Golpeou o antebraço fino e musculoso da dragonesa com a lâmina negra de modo desajeitado, mas conseguiu provocar um longo arranhão. Ela o largou imediatamente e elevou o longo pescoço aos céus, emitindo um intenso bramido de dor que chegou a machucar os ouvidos de Kurdis.
Kurdis caiu de costas, mas a dor da pancada foi ignorada. Sua canela furada e arranhada parou de doer e em instantes, seus ferimentos se curaram. Aquela foice fora projetada para beber sangue de dragões, em primeiro lugar. Com apenas algumas gotas de sangue e a foice bebeu do arranhão, Kurdis sentiu-se plenamente energizado.
Os filhotes voaram assustados e a mãe começou a bater suas imensas asas para sair dali. Afinal, o bicho homem estava carregando um ferrão doloroso.
— Não vá! Eu não vou lhe fazer mal — Kurdis disse no idioma dracônico que aprendera com Novafiz.

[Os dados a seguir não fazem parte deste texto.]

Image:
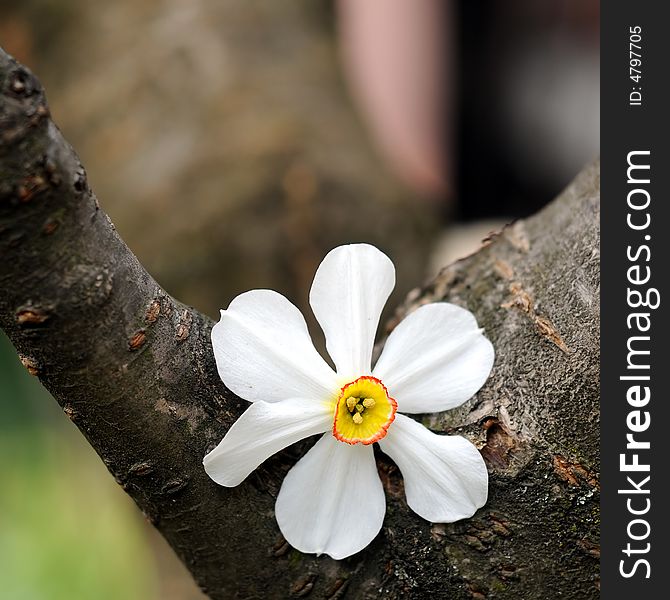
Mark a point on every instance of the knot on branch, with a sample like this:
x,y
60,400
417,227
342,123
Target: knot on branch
x,y
22,103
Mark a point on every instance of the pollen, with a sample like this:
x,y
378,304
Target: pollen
x,y
364,411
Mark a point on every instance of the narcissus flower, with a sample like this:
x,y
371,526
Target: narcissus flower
x,y
332,500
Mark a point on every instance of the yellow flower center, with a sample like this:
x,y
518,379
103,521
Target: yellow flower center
x,y
363,411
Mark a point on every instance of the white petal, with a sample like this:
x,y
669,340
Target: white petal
x,y
435,359
332,501
348,294
264,429
263,351
445,476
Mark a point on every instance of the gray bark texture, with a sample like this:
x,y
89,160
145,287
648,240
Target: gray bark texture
x,y
133,368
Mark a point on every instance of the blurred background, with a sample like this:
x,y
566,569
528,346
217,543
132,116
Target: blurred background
x,y
233,143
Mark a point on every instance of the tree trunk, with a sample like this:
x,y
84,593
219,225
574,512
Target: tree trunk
x,y
133,368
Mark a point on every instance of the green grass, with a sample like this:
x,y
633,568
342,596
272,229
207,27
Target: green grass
x,y
66,530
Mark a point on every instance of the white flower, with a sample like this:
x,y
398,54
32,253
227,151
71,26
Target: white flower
x,y
332,500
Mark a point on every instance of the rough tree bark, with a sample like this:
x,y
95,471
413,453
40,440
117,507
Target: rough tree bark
x,y
133,368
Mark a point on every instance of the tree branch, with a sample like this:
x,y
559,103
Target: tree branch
x,y
133,368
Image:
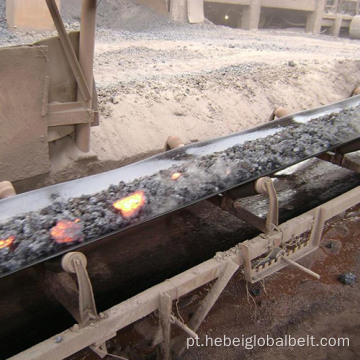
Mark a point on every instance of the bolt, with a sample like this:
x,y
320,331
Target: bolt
x,y
59,339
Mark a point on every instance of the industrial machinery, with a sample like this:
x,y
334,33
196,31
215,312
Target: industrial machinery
x,y
41,229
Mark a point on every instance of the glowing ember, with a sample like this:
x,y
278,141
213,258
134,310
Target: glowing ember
x,y
4,243
175,176
130,205
67,231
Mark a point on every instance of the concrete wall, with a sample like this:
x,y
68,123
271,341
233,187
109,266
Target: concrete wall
x,y
28,15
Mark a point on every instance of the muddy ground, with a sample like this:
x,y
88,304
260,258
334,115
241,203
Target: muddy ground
x,y
287,303
155,79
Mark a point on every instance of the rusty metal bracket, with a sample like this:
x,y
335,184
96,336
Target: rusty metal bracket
x,y
259,264
262,186
75,262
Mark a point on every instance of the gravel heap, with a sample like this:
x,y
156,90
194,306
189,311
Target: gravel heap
x,y
200,177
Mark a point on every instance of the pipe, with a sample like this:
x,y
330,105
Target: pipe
x,y
6,189
86,59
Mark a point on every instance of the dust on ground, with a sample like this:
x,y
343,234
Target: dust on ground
x,y
157,78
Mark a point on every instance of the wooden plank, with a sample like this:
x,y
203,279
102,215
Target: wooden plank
x,y
57,106
69,51
305,5
58,132
335,29
145,303
314,19
235,2
23,146
70,117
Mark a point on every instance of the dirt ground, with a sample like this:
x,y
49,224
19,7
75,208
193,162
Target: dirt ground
x,y
287,303
156,78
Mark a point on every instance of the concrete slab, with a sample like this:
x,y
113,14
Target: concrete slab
x,y
28,15
23,129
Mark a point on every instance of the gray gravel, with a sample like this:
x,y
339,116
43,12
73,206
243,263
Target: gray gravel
x,y
200,177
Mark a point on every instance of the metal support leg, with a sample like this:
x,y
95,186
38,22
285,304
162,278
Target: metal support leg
x,y
262,186
75,262
251,16
314,19
165,325
86,58
83,85
207,304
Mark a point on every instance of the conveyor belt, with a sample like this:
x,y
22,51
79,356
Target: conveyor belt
x,y
207,169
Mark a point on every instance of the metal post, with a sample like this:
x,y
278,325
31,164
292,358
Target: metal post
x,y
165,324
86,58
207,304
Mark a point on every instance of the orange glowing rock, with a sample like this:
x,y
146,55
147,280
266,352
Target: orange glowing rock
x,y
175,176
4,243
130,205
67,231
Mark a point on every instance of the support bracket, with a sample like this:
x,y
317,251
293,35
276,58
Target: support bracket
x,y
262,186
75,262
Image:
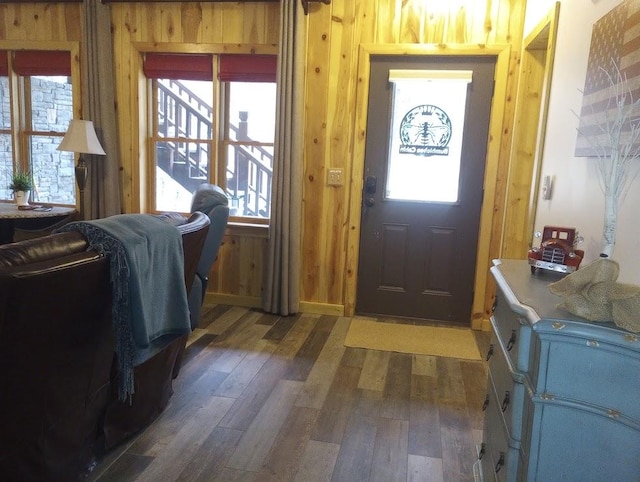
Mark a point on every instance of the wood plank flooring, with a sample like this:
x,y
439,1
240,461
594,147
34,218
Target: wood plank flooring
x,y
267,398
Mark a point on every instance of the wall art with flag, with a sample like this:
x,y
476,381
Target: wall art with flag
x,y
615,44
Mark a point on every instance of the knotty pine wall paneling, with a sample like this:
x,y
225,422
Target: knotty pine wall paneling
x,y
335,34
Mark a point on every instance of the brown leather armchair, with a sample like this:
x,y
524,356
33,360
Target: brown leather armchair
x,y
57,359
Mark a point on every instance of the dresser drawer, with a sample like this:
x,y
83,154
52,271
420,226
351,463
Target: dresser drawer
x,y
509,389
514,333
503,460
575,443
590,370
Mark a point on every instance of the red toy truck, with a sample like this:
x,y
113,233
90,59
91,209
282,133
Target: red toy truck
x,y
557,250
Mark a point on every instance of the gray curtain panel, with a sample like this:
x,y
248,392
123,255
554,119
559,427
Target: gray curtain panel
x,y
98,105
282,268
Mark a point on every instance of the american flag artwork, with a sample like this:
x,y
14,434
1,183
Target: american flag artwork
x,y
615,41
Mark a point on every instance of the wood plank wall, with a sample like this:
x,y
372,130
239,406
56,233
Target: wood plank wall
x,y
335,33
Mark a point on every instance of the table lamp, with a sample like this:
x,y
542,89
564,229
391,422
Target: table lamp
x,y
81,138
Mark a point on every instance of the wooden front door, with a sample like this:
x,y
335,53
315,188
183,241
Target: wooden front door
x,y
418,249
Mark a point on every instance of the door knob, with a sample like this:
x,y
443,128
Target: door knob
x,y
370,184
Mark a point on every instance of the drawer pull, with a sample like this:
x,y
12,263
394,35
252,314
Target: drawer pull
x,y
512,340
505,401
490,352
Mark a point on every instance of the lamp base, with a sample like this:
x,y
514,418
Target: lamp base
x,y
81,179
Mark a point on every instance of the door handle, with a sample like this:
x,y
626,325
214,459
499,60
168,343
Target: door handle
x,y
370,184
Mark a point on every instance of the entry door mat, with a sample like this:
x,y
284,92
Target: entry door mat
x,y
418,340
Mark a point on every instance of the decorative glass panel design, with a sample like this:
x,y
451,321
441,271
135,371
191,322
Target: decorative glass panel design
x,y
426,134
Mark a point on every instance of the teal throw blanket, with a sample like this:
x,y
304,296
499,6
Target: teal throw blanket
x,y
147,279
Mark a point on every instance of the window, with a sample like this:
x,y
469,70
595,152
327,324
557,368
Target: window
x,y
36,96
213,128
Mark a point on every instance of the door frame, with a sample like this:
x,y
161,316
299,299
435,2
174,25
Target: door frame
x,y
494,146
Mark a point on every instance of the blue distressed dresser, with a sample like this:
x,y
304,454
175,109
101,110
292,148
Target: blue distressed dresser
x,y
563,395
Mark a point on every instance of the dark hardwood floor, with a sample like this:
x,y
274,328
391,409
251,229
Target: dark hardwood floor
x,y
267,398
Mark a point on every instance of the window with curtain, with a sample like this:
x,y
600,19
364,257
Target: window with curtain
x,y
37,105
213,121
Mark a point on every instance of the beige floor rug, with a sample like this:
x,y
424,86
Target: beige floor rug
x,y
420,340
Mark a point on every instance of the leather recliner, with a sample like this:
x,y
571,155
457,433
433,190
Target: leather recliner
x,y
211,200
58,394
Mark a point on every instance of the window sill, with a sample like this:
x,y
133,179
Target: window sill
x,y
247,230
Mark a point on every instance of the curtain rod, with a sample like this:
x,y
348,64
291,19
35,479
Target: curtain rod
x,y
305,4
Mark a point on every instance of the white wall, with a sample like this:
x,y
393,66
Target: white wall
x,y
577,199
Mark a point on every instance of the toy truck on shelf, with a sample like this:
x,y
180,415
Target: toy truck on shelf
x,y
557,250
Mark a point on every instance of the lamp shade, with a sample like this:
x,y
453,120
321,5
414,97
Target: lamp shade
x,y
81,137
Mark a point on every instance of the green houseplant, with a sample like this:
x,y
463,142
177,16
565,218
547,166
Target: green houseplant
x,y
21,184
21,181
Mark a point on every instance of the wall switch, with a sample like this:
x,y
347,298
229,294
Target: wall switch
x,y
335,177
547,187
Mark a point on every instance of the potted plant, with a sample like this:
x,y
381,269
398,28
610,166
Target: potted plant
x,y
21,185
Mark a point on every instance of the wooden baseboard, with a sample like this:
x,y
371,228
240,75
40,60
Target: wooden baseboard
x,y
321,308
256,302
234,300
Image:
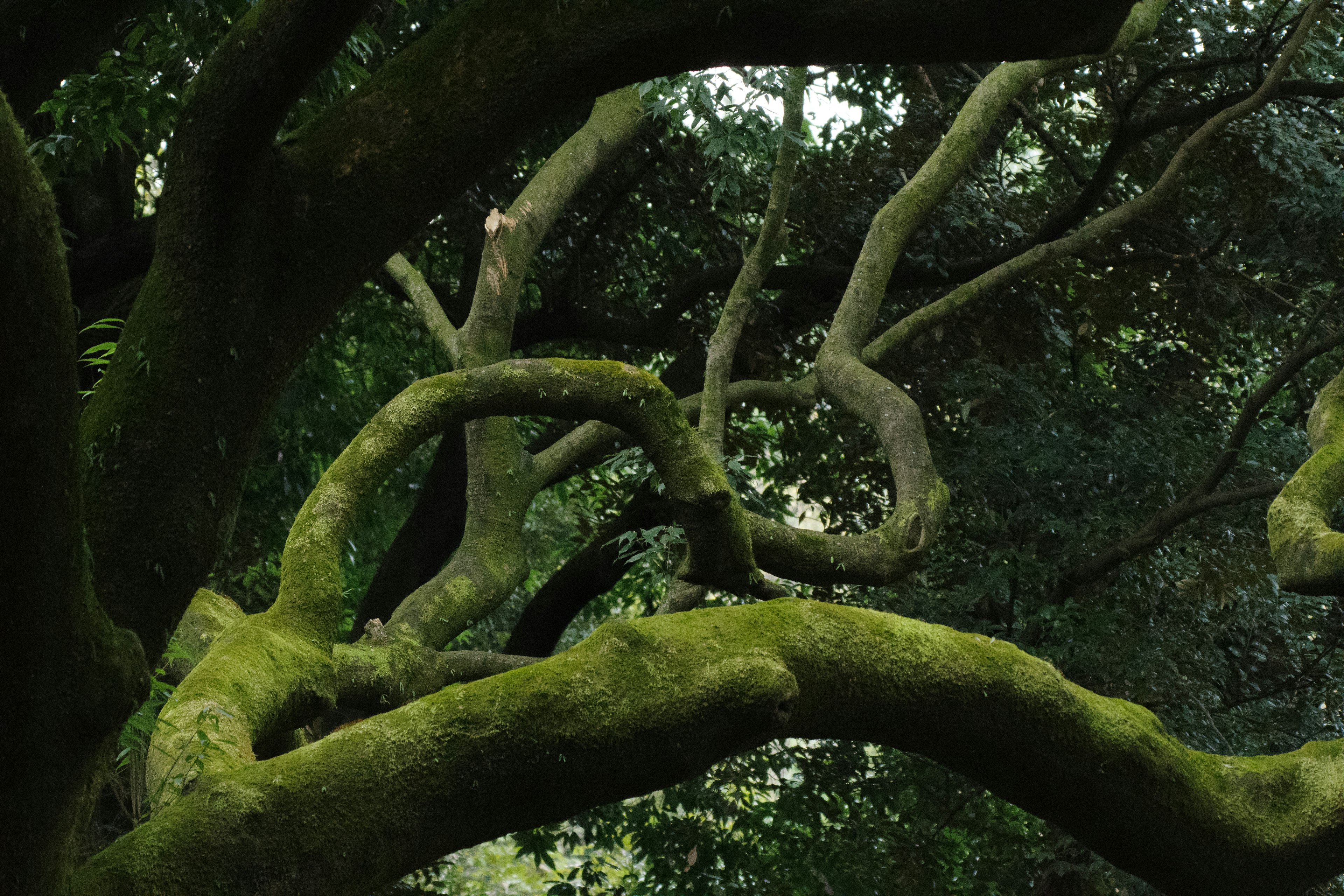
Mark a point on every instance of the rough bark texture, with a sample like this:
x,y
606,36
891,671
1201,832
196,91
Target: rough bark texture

A dragonesa, intrigada, deu um passo atrás e ficou observando pela brecha o homem dentro da torre.
— Falar... como dragões?
Kurdis percebeu que aquela dragonesa era
— Sim, sou amigo dos dragões... Me desculpe ter ferido seu braço... Mas precisei me defender...
— Nenhum... dois pés é amigo... dragões.
— Por favor, me diga. Onde estou?
— Dentro... velho caixote...
— Mas onde?
— Nas montanhas. Eu... agora... ir... Adeus, dois pés...
A linguagem nela é mais rudimentar... Deve ser parte da descendência dos dragões que vivam longe e que receberam poucas centelhas da alma do Deus-dragão.
— Espere! Eu sei sobre o retorno do Deus-dragão, Leviamut.
— Leviamut morto... muitas luas...
— Sim, mas ele vai retornar. É hora dos dragões trabalharem juntos novamente. Vocês são mais fortes. Se trabalharem juntos, poderão se tornar mestres dos humanos novamente.
— Dragões... ficar longe de dois pés... Dragões perto... virar caça.
— Eu sei da profecia. Sei sobre a nova ninhada. Eu sei onde fica o novo ninho.
— Adeus, dois pés... Minha profecia... ser alimentar filhotes.
A dragonesa alçou voo e foi seguida dali por seus filhotes. A noite finalmente caiu e Kurdis convocou chamas. Estava forte novamente. Sentia a energia mágica fluir para dentro da sala pelo buraco feito pela dragonesa.
Parece que essa sala era selada contra magia. Interessante...
Ele usou uma magia de gancho para saltar pelo buraco no teto. Acima de sua cabeça, observou o céu estrelado. Não reconhecia bem as constelações. Provavelmente estava em um lugar bem longe.
Não faço ideia de onde estou, mas ao menos consegui sair daquele maldito buraco!